In our typical settings, M=768, N=786432, K=128, GEMM with INT8 (volta_sgemm_int8_128x128_nt) is much slower than FP16 (turing_h1688gemm_128x128_ldg8_nt), 21.443ms vs. 8.6957ms. I changed to CUDA version from 10.1 to 11.2, the performane results are same.
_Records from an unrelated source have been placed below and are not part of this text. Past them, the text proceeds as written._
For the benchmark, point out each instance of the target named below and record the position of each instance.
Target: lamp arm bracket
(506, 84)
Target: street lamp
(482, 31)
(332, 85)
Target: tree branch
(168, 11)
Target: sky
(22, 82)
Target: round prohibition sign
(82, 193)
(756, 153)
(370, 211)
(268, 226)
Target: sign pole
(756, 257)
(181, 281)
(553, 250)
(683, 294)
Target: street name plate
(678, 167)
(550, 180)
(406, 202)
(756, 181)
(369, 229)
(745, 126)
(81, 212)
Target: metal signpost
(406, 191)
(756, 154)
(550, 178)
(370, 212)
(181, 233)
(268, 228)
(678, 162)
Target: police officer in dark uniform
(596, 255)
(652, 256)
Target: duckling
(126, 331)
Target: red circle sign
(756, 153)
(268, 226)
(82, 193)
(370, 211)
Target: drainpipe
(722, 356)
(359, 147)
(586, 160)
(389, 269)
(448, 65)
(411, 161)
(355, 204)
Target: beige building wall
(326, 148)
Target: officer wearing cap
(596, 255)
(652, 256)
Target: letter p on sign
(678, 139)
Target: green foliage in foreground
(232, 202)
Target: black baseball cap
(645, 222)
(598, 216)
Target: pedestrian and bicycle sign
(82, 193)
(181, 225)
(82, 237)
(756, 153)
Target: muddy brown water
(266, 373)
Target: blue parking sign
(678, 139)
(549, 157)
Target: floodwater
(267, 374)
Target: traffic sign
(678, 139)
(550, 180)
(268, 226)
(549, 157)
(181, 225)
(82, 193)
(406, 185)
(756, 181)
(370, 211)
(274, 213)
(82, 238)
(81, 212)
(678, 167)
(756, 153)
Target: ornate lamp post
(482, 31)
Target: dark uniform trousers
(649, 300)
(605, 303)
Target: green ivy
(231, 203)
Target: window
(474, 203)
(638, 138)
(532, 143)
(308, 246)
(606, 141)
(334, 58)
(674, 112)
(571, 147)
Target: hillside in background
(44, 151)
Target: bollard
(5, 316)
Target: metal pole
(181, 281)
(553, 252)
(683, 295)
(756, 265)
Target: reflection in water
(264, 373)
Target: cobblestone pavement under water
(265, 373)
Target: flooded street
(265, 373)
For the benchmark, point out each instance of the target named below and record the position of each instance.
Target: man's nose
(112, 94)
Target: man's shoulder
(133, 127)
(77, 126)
We would like to use UINT8 instead of INT8, How to configure the cublasGemmEx? It is not clear in the cuBLAS manual. I try to use CUDA_R_8U instead of CUDA_R_8I, but the results seems wrong.
Our benchmark code: GitHub  JunsongWang/cuBLASTest
The test is performed in Telas T4 card, with Driver Version: 418.181.07, CUDA Version: 10.1
Attached the Test Results:
root@c0dca262005a:~/cuBLASTest/build# nvprof ./cublastest
==7890== NVPROF is profiling process 7890, command: ./cublastest
===== start to test HGEMM, M=768, N=786432, K=128, test iterations:16 =====
FP16, total Time (timeofday) in 16 interations is 1.91351s.
===== start to test GEMMEx(INT8), M=768, N=786432, K=128, test iterations:16 =====
INT8, total Time (timeofday) in 16 interations is 3.74584s.
==7890== Profiling application: ./cublastest
==7890== Profiling result:
Type Time(%) Time Calls Avg Min Max Name
GPU activities: 90.96% 5.17309s 32 161.66ms 110.38ms 213.00ms [CUDA memcpy DtoH]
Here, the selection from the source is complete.